いくらリアンが利発で聡明だとしてもまだ4歳なのである…
「……3月程に1度1週間ほど部屋に籠っているのは何時だ。」
「あぁっ、確か……ちょうど今週くらいですね、そうだった…父さん何時もそのくらいの頻度で風邪をこじらせるんです。風邪がうつると危ないからって父が僕を街の教会に預けるんです。看病できると伝えても駄目の一点張りなんですよね。」
「なるほど…やはりそうか…」
「何ですか、やはりそうかって?風邪のこと知ってるんですか?父さんの決まった周期で拗らせる風邪は昔からなんですか?」
「………」
「……????」
知的好奇心を満たしたい息子に伝えづらい話題、更にはついさっき初めて顔合わせした息子だ、どう伝えれば良いのか分からない男はただ黙っていた…そうして二人の間には気まずい空気が流れるが、そこへバタンと扉が開く音がした。
「ただいま帰還~!!薬買ってきましたよ~!!」
何時も五月蝿くて堪らないがこんな時ばかりは、伝えはしないが内心は少し感謝をしていた。
「ありがとうございます。
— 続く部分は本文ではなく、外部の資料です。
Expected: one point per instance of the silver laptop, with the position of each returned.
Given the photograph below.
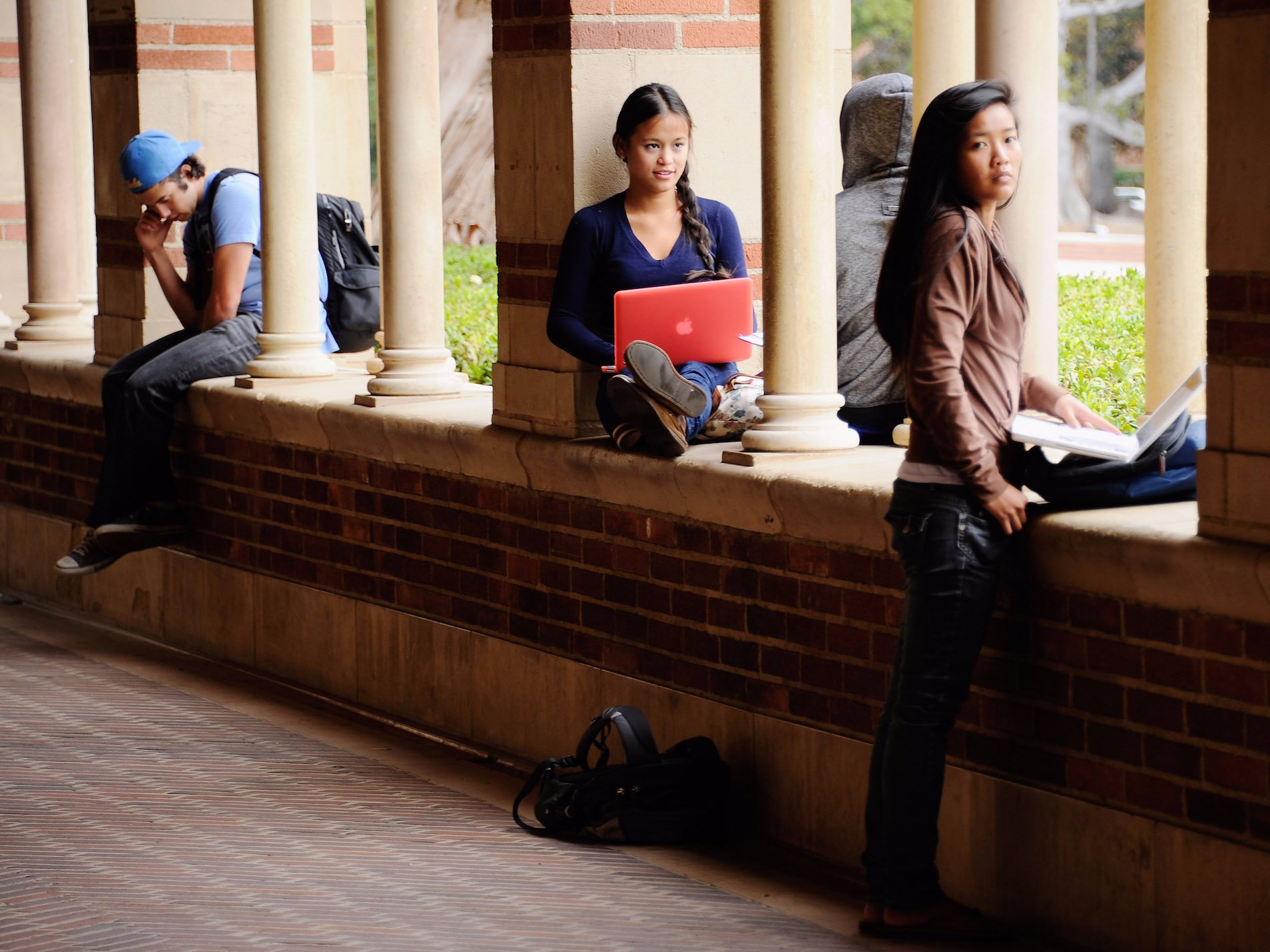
(1110, 446)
早速父さんに解熱薬を飲んでもらいましょう」
リアンは張り切り、急いで水を用意しようとしていた。
「待て…薬は不要だ。」
「何ですか?」
男に行動を止められ不振な顔をしながらも理由を聞く、だが何も言わない、と思ったら男二人で耳打ちしだした。リアンの耳では全て聞き取ることは出来なかったが数単語だけ聞こえて来た。周期・連れて行け、など何やらリアンを家から連れ出せと指示しているようだった。
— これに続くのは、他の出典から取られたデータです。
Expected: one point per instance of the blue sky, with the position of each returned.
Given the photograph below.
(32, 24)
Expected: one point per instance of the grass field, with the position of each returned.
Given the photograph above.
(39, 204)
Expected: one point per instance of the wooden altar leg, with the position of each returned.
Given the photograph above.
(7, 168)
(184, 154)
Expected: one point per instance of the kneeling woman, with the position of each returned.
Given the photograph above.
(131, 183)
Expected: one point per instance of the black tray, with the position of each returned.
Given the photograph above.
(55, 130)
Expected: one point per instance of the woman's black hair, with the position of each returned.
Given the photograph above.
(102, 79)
「なぁ坊主お前の父ちゃんはまた別の病気を拗らせてるからさお前に伝染っちゃ駄目だろ?だから今日のところは俺と二人で街の宿で待機しようぜ、な?」
「別の病気って大丈夫なんですか…!?、僕だって父さんの看病くらいできます!!ここで手伝います!!」
リアンは街の宿へ行こうと言われたがデレクが心配なのだろう、その提案をすぐに断った。
「い、いやぁ~…それは無理だと思うけどなぁ~。」
「…できます……」
顔を引き攣らせやんわりと駄目だと喧しい男は伝えるがリアンの意思は固く中々街の宿へ行くと言わなかった、その後も何とか連れ出そうとお菓子や玩具で釣ろうとしたが無駄だった。
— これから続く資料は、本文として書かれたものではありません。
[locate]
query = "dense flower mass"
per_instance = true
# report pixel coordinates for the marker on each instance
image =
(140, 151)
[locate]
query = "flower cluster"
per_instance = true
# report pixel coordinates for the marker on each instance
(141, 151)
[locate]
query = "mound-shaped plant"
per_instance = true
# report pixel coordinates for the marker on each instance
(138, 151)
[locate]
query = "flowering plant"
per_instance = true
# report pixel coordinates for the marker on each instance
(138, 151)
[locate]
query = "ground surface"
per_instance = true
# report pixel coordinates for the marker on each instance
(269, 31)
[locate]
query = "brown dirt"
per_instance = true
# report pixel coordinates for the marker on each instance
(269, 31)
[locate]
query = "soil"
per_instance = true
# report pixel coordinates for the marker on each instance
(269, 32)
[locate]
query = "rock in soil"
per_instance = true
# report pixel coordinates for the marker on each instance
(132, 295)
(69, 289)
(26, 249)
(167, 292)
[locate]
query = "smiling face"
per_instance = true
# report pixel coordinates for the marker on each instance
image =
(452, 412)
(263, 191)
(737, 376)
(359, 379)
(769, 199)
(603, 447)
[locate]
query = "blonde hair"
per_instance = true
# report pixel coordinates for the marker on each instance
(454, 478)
「…あのな、実はそこに居るさっき会ったばっかの坊主の父ちゃんにしか、お前の父さんは救ってあげられないんだ、だけど俺達がいると邪魔になる、その結果治るものも治らなくなるんだ。」
「治らないんですか?……で、でも僕…父さんの傍に…居たい。」
少し強い言葉はリアンの胸に刺さったのか眉が垂れ下がって、目頭に薄らと涙が浮かぶ、リアンのデレクの傍に居たいと言う不安な気持ちは男の言葉では拭い切る事は難しかった。
そのままリアンは下を向いて思い詰めた顔をしている…すると頭の上に大きな手を添えられた。
「……今日が最後になる訳では無い、お前の父はお前の傍に居る為ならばそこが地獄であろうと力ずくで突き進む男、だから安心しろ、お前の父はお前が思っているよりも強い人だ。」
男の真っ直ぐな言葉に心動かされリアンは何も出来ない自分に苛立ちながらも、この男になら任せられると本能的に悟った。
「……父さんを、父さんをお願いします。」
そうしてリアンは少しこぼれた涙を腕で乱暴に拭き取ると、デレク達を家に置いて喧しい男と共に街の宿へと向かって行った。